Ho ottenuto attraverso contatti a Brussell una copia delle liste di priorità
del TABD, che hanno un tono perentorio. Vi si trovano elencate le richieste
delle multinazionali, chi deve darsi da fare fra gli organi politici,
e ci sono per iscritto tutte le migliori intenzioni della Commissione
Europea nel soddisfarle. Prima di Seattle la Commissione ha addirittura
incoraggiato questa grande lobby a sottoporle ulteriori richieste, definendole
"priorità assolute" . Ma è giusto tutto
ciò? E giro la domanda al presidente Prodi. "Presidente," inizio, mentre
lui sfoglia la documentazione che gli ho appena passato, "qui la vostra
risposta sembra decisamente appiattita sugli interessi di questo grande
gruppo industriale." Prodi scuote il capo: "Fare gli interessi dei gruppi
industriali non significa non fare gli interessi della povera gente o
dei gruppi ambientalisti. Se lei mi accusa di proteggere gli interessi
industriali io dico sì, il problema è di vedere come si armonizzano queste
cose. " Nessuno contesta
che la Commissione Europea debba anche pensare agli interessi del mondo
degli affari, ma gli uomini di Romano Prodi sono dei politici, col mandato
di tutelare gli interessi di tutti i cittadini. I documenti riservati
che seguono sembrano invece contraddire in tema di globalizzazione le
rassicurazioni del Presidente Prodi.

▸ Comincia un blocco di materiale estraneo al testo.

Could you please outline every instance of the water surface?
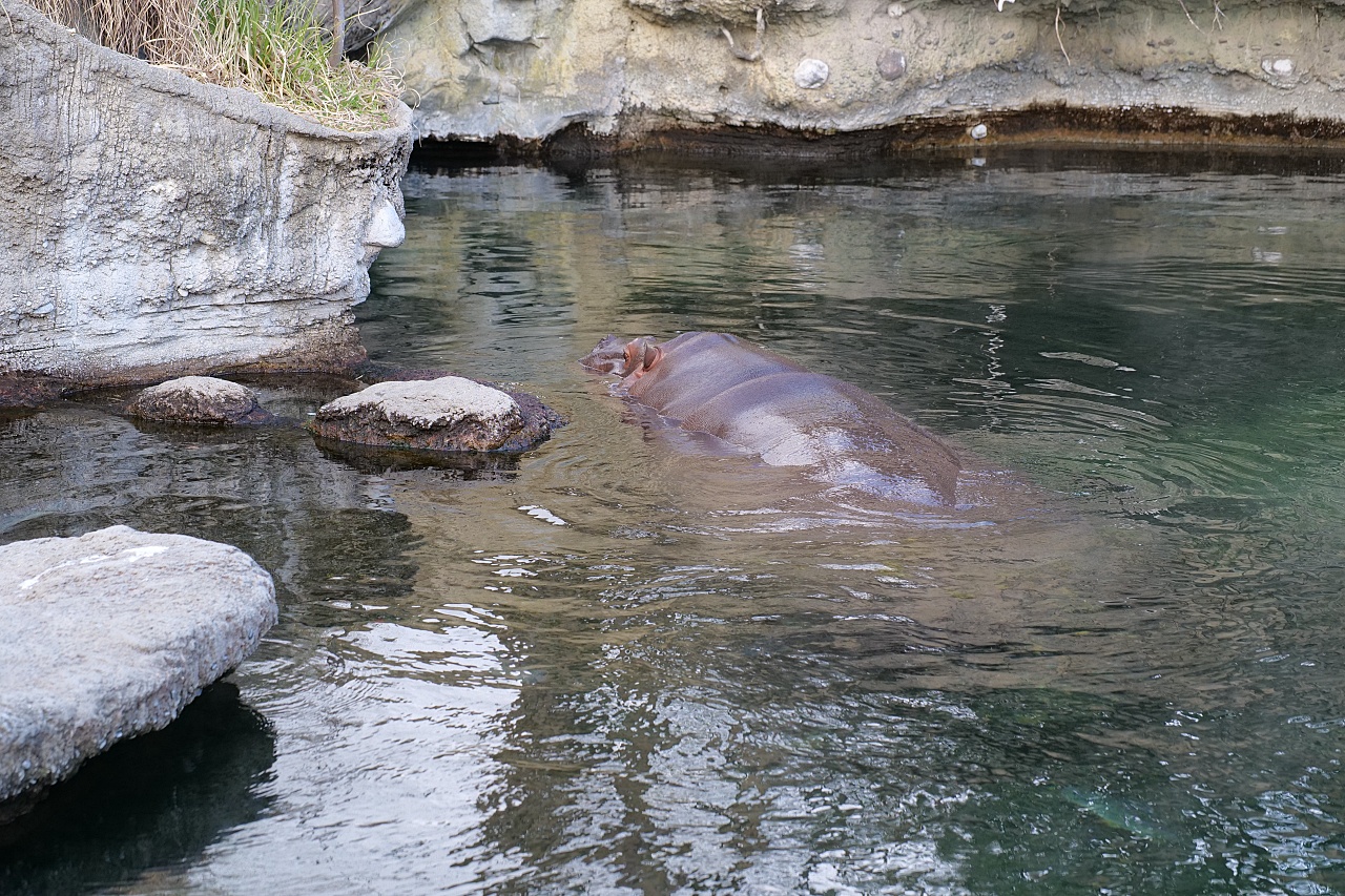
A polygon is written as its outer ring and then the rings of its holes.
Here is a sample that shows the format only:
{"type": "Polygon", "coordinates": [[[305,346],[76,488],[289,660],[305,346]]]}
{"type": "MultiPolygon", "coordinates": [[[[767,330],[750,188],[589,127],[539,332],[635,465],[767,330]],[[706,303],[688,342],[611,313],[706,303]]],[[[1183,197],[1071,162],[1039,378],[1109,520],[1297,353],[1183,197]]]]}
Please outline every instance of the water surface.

Ne riporto qui alcuni
passaggi preoccupanti, ricordando che si tratta di documenti ufficiali
che circolavano da tempo fra i burocrati di Brussell: 1997: DISCORSO ALLE
INDUSTRIE CHIMICHE DEL VICE PRESIDENTE DELLA COMMISSIONE EUROPEA "Siate
tempisti, e cioé diteci per tempo se pensate che qualcosa debba essere
fatto, o, ancora meglio, se pensate che qualcosa debba essere stroncato
sul nascere." 1997: COMMISSARIO EUROPEO AL COMMERCIO "Il Trans Atlantic
Business Dialogue è diventato un meccanismo efficace per ancorare le politiche
dei governi sugli interessi dei gruppi di affari. " COMMISSIONE EUROPEA,
DIRETTORATO GENERALE PER IL COMMERCIO "Vogliamo trovare un
accordo con gli Stati Uniti per stabilire un sistema di pre-allarme contro
le proposte politiche che potranno avere un impatto negativo sulle industrie
di servizi." Ancorare i governi sugli interessi dei gruppi d'affari? Sistemi
di pre allarme contro le proposte politiche? Ma per conto di chi lavorate,
presidente Prodi? "Guardiamo alle cose
più serie" ribatte il Presidente di fronte a quelle carte, "non guariamo
a queste frasi che non dicono assolutamente nulla. Queste sono dichiarazioni
che io condivido." Eppure, tutto sarebbe più equlibrato se la Comissione
Europea, che ci sta globalizzando, ogni tanto chiedesse anche a noi cittadini
cosa ne pensiamo. Ma lo fa? Una cosa è certa, i grandi gruppi di servizi,
come le finanziarie, le grandi assicurazioni o le banche vengono consultati
in tempo reale da un sistema elettronico che si chiama S.I.S., messo in
opera dalla Commissione Europea, come prova un altro documento firmato
Direttorato Generale1, che recita: "La Commissione Europea
ha creato un sistema di consultazione con le industrie dei servizi che
permette ai negoziatori della Commissione di consultare rapidamente le
aziende e anche i singoli azionisti." Chiedo spiegazioni al responsabile
di questa iniziativa, Dietrich Barth, nel suo ufficio al quinto piano
della Commissione. Barth candidamente conferma: "Quest'anno sono previsti
i negoziati del WTO per la liberalizzazione dei servizi. La Commissione
ha un assoluto bisogno di conoscere gli interessi dei grandi gruppi d'affari
di questo settore." Ma perché Barth, che lavora per i politici, non menziona
anche gli interessi dei semplici cittadini? Gli chiedo provocatoriamente:
"Sono sicuro che vorrete
conoscere anche gli interessi delle persone comuni, o dei gruppi che li
rappresentano. Dov'è il sistema elettronico per consultare anche loro?"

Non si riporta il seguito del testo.